Sie kombiniert hier gleich mal US-Starrummel – Depp muss hier auf Französisch spielen – und modernen femininen französischen Stolz. Und insofern liegt auch eine Kontinuität darin, dass das offizielle Riesenposter, das das Palais du Festival ziert, Catherine Deneuve zeigt –allerdings 1968 in Saint Tropez.
Filmfestival in Cannes: Sean Penn spielt einen alten Sanitäter in New York
Julianne Moore und Natalie Portman sind in Todd Haynes' "May December" zu sehen und Jude Law als alter Heinrich VIII. mit Alicia Vikander als sechster Ehefrau – die ihn überleben wird. Sean Penn darf einen alten Sanitäter in New York spielen ("Black Flies").
Und außerhalb des Wettbewerbs mit seinen 21 Filmen stellt Harrison Ford den letzten Teil der "Indiana Jones"-Saga vor: "Das Rad des Schicksals".
Cannes 2023: Wim Wenders wartet mit Doku über seinen Künstlerfreund Anselm Kiefer auf
Dass diesmal wieder auch die Deutschen was zu lachen haben, dafür sorgt ein Altmeister: Wim Wenders (77), der hier mit "Paris Texas" 1984 die Goldene Palme gewonnen hat, ist wieder im Wettbewerb mit der Geschichte eines Toilettenputzers in Tokio: "Perfect Days" – und der Titel ist nicht zynisch gemeint, weil der Mann ungestresst Zeit hat, seinen Leidenschaften nachzugehen: Bücher und Musik.

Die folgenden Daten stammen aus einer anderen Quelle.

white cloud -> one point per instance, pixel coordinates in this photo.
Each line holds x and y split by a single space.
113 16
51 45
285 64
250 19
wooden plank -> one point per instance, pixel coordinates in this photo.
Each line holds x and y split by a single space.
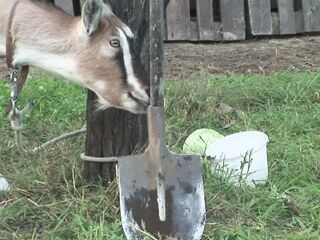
65 5
178 19
260 17
311 12
286 17
233 19
205 19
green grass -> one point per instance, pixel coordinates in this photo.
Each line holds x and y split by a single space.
50 199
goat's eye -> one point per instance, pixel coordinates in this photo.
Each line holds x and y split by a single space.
115 43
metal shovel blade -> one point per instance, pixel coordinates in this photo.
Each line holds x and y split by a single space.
139 192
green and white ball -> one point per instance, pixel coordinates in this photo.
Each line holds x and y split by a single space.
199 140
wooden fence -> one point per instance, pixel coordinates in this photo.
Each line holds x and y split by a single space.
205 20
230 20
280 17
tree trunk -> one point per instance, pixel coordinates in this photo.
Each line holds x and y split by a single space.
117 132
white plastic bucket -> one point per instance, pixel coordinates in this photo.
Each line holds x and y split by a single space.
244 153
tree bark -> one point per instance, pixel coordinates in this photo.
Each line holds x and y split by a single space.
117 132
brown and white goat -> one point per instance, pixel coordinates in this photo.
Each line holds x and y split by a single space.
93 50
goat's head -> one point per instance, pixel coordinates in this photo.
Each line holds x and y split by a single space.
107 63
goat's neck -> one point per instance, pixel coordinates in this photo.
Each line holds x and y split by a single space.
46 41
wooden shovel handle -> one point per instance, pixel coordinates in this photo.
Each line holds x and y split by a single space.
156 20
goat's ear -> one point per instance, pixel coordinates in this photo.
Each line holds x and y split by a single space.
91 15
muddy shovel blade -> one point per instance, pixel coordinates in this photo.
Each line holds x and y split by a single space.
185 206
139 191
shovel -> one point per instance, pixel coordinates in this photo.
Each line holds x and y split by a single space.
161 193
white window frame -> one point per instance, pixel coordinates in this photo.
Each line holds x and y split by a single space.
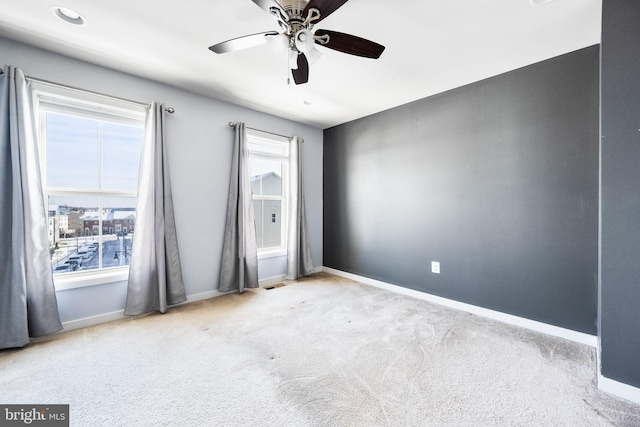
49 97
268 140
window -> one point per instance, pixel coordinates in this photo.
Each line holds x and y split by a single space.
90 148
269 166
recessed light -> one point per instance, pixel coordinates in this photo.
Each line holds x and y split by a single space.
68 15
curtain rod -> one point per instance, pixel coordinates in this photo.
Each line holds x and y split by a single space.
232 124
169 110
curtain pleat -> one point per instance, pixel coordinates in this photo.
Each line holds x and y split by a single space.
239 269
28 305
299 261
155 273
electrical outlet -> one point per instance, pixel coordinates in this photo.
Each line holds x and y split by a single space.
435 267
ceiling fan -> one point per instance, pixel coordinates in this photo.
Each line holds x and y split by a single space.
297 19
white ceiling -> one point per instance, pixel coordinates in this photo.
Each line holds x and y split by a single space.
431 46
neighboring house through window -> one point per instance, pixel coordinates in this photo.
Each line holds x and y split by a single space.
269 166
90 147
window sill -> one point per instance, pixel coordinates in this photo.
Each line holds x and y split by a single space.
272 253
80 280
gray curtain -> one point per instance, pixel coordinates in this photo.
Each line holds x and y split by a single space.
239 268
298 253
155 273
28 305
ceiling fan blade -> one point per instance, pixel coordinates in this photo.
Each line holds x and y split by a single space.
301 74
243 42
347 43
326 7
268 5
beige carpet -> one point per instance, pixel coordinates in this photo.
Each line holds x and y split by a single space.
323 351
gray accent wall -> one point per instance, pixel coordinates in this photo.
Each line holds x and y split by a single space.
497 181
620 186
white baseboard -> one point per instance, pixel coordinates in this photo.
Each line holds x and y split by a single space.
116 315
271 280
92 321
568 334
619 389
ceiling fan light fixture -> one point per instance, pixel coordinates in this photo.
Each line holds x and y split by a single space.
68 15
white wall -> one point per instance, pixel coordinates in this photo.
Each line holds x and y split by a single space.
199 143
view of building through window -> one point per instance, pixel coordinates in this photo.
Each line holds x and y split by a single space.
90 164
268 163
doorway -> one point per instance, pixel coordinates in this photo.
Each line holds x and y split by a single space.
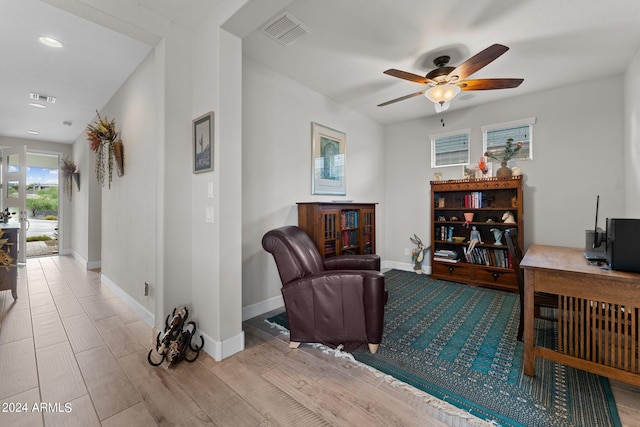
43 207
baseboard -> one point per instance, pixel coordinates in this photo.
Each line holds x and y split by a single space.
134 305
88 265
221 350
253 310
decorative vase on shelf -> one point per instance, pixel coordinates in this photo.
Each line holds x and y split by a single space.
503 171
497 235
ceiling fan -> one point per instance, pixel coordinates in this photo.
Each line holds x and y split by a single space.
445 82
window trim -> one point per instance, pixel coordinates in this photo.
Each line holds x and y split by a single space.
436 136
530 121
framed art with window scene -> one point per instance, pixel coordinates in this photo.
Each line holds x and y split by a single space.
203 143
450 148
329 147
494 139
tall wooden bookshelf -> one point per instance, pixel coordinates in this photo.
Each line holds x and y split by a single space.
488 264
338 228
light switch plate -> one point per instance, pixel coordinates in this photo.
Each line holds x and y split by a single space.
208 214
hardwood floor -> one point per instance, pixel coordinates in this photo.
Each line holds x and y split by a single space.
72 354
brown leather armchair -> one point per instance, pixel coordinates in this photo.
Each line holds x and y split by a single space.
335 301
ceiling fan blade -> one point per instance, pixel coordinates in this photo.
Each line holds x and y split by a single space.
402 98
488 84
407 76
478 61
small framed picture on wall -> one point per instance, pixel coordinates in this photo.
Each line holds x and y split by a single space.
203 143
329 147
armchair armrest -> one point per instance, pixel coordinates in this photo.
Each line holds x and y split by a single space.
353 262
345 305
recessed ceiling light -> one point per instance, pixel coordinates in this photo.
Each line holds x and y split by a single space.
50 42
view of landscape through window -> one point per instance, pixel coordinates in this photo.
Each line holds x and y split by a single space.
42 204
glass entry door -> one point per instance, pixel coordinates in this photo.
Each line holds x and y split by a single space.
14 178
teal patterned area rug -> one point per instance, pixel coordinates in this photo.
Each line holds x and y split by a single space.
458 343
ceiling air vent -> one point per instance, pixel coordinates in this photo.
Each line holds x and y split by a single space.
286 29
39 97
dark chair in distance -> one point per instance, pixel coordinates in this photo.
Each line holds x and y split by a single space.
540 299
333 301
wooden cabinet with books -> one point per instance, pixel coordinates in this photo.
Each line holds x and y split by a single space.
339 228
468 219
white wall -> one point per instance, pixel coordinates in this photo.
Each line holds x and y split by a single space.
276 164
632 138
578 154
128 207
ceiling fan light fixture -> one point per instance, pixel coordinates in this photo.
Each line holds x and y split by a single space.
442 107
442 94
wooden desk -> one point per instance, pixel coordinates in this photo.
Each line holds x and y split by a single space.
598 313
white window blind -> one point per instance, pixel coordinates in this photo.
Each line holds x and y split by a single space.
495 137
450 149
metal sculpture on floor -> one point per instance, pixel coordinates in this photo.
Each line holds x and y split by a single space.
417 255
173 344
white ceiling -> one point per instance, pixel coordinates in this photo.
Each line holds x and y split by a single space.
552 43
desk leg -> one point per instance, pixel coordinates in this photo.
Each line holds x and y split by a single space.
529 286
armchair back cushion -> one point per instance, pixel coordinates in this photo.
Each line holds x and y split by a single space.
324 305
295 254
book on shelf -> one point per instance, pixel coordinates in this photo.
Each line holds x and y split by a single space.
474 200
489 257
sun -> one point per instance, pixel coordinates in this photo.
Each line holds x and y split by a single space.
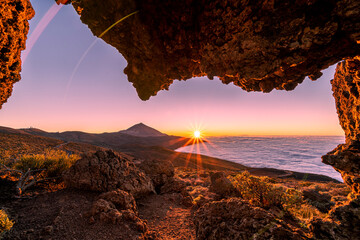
197 134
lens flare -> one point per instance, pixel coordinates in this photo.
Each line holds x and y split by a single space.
197 134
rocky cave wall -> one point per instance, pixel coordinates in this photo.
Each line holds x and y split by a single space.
257 45
14 16
346 87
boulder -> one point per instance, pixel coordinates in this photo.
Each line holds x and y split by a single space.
116 207
160 171
221 185
234 218
321 201
344 223
106 171
14 26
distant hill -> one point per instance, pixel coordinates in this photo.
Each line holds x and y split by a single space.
137 134
141 130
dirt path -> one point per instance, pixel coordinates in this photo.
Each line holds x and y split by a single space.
167 217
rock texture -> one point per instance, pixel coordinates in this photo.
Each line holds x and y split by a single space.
117 207
106 171
257 45
161 171
14 16
345 223
235 219
346 157
222 186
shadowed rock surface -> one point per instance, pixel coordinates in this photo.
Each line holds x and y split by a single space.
345 224
14 26
235 219
257 45
346 157
106 171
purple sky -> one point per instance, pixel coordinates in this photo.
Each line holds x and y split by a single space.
99 98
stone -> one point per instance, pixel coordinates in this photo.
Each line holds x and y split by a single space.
344 223
116 207
234 218
106 171
159 170
121 199
257 45
14 27
221 185
346 157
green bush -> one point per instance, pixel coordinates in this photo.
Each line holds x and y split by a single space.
53 162
5 223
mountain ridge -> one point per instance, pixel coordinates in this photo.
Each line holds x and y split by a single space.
138 134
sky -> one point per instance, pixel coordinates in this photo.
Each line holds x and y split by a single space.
57 93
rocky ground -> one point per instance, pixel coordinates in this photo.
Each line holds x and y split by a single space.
111 196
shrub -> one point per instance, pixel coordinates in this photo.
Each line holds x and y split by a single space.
5 223
53 162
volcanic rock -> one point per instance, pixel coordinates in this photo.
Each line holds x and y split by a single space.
221 185
257 45
159 170
14 26
344 223
346 157
235 219
321 201
117 207
106 171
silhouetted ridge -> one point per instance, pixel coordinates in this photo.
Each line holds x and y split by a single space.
142 130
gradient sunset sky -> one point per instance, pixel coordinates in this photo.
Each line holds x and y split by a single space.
100 99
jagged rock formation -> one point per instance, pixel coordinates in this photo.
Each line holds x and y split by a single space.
14 16
235 219
345 224
257 45
161 171
117 207
346 157
106 171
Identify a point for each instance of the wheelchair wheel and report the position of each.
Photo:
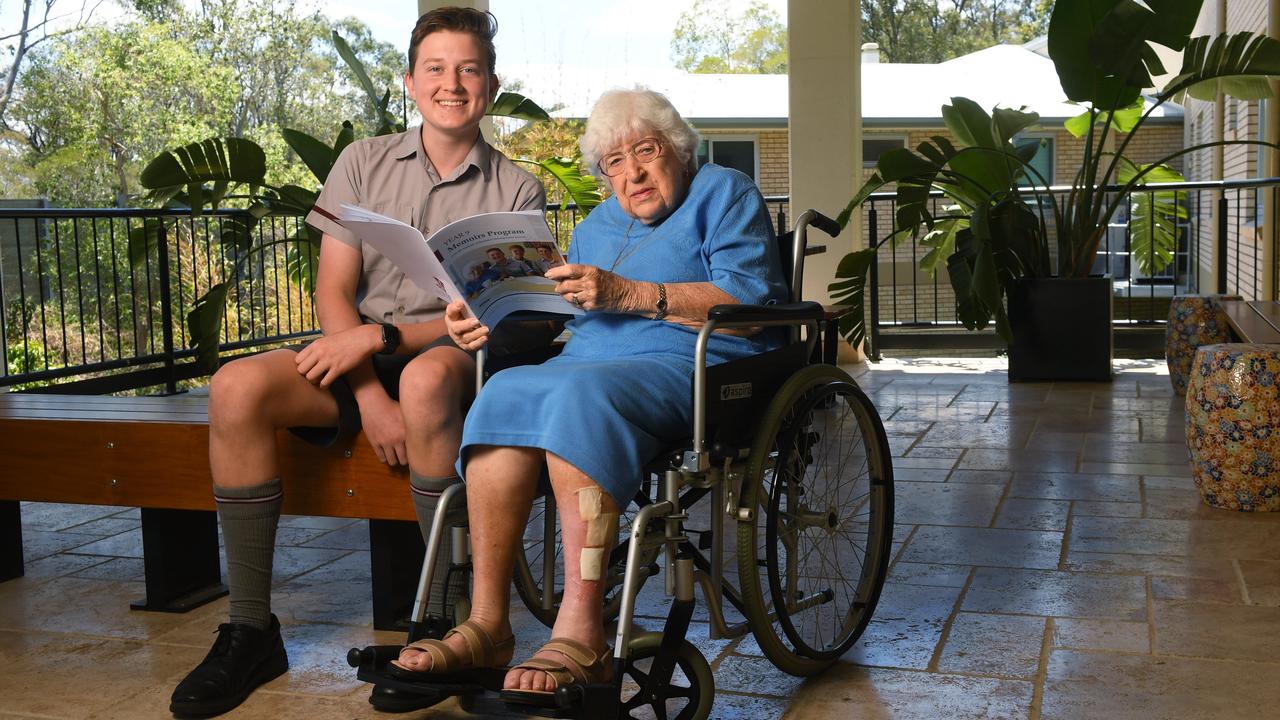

Und weil Cannes überhaupt auch ein treues Festival ist und seine Regisseure liebt, hat Wenders auch noch für eine Spezialvorstellung seinen Dokumentarfilm über seinen Künstlerfreund Anselm Kiefer mitgebracht: "Anselm – Das Rauschen der Zeit".
Wieder eingeladen sind auch die alten Heroen Nanni Moretti, Aki Kaurismäki, Marco Bellocchio, Hirokazu Koreeda und der linke Kämpfer Ken Loach (86). Und damit nicht alles so nach "alten weißen Männern" aussieht, sind auch sieben Regisseurinnen im Wettbewerb, darunter die Österreicherin Jessica Haussner, die Italienerin Alba Rohrwacher und die Französin Catherine Breillat, die erotisch freizügige, oft irritierende Geschichten erzählt: wie diesmal eine Mutter-Stiefsohnliebe.
Catherine Corsinis erzählt in "Le retour" von der Rückkehr einer Frau nach Korsika,wo sie verbrannte Erde hinterlassen hatte.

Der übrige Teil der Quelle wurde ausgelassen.